Tuesday, September 08, 2009

Republican Todd Weiler: Party Lines - How should parents/schools respond to Obama?

Add ImageBy Todd Weiler, Republican

When President George H.W. Bush decided to make an address directly to children in schools in 1991, Democrats accused him of making it into a campaign commercial. Eighteen years later, the tides have turned. Some conservatives, who are manifesting a deep seated mistrust of the current administration, see something “Orwellian” about President Obama trying to circumvent them and speak directly to their children. Hopefully Rob Miller and I can agree that taxpayer dollars should never be used to spread a socialist ideology through the public school system.

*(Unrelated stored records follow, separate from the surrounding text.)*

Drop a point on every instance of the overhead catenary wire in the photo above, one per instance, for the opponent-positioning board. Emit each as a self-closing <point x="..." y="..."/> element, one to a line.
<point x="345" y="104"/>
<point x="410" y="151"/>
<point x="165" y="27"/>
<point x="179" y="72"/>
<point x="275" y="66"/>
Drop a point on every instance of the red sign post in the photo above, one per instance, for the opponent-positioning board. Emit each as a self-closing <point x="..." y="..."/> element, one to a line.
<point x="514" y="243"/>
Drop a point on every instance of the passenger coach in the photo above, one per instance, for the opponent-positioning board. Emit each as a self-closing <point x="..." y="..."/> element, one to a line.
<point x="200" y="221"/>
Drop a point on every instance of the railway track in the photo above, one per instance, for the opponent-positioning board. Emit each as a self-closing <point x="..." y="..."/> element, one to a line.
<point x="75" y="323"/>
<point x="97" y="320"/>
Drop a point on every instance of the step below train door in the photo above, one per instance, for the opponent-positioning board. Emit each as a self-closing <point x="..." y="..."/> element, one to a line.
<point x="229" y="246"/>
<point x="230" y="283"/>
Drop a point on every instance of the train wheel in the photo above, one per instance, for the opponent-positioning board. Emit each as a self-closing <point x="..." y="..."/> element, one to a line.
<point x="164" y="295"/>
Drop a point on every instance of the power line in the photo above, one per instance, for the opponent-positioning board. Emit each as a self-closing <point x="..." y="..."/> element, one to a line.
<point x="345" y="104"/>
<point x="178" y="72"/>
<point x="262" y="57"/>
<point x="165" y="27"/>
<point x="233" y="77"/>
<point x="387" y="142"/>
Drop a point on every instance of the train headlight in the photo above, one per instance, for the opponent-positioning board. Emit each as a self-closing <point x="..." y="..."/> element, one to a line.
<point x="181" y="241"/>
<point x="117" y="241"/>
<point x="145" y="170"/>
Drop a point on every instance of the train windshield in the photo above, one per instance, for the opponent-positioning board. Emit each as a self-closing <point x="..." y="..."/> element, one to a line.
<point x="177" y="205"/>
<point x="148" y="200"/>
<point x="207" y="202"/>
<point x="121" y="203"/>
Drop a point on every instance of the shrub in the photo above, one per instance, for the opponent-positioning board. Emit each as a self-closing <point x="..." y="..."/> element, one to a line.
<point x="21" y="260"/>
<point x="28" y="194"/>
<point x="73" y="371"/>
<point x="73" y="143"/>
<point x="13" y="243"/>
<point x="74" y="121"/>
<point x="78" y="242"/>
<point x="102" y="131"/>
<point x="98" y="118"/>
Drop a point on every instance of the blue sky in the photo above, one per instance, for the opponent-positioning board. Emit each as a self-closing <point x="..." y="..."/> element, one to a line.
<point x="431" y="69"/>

While the White House claims the President’s message is “simply a plea to students to really take their learning seriously, find out what they're good at, set goals, and take the school year seriously,” the written materials released last week (before the controversy erupted) tell a slightly different story.

Some of the language in those materials seemed to play into the critics’ contention that the address was about building Obama’s image more than about educating our children. For instance, teachers were prompted to ask the children, “What is the president inspiring me to do?” They were also encouraged to make posters of Obama’s notable quotes about education.

The lesson plans, available online, originally recommended having students “write letters to themselves about what they can do to help the president.” This comes on the heels of a video shown to elementary school students in Farmington last week that contained messages from celebrities who pledged to “serve Barack Obama”.

Isn’t the President a servant of the people? Isn’t he supposed to be serving us? Shouldn’t we be teaching our children to serve their neighbors and the country as a whole, rather than one individual who happens to already be the world’s most powerful man?

The story has legs because there is a ring of truth in the charge that Obama may have tried to use the opportunity to promote his political agenda while overstepping the boundaries of federal involvement in schools.

I have reviewed the text of the speech that was released 24 hours before it was to be given and found nothing objectionable about it. But the question will linger as to what revisions may or may not have been made after some parents started announcing they would be pulling their kids from schools.

One Arizona state school superintendent said the lesson plans released for teachers “call for a worshipful rather than critical approach.” Other school officials have expressed concern that Obama is “cutting out the parent” by speaking to kids during school hours.

As a result, school districts in states like Texas, Illinois, Minnesota, Missouri, Virginia and Wisconsin have decided not to show the speech to students.

Like Gov. Gary Herbert, I have no problem with our nation’s president addressing our school children. While I strongly disagree with some of President Obama’s political positions, I respect him and the office to which he was duly elected by the American people. I do not believe his speech is an attempt to commence political indoctrination or to mold impressionable young minds into his left-wing rationale.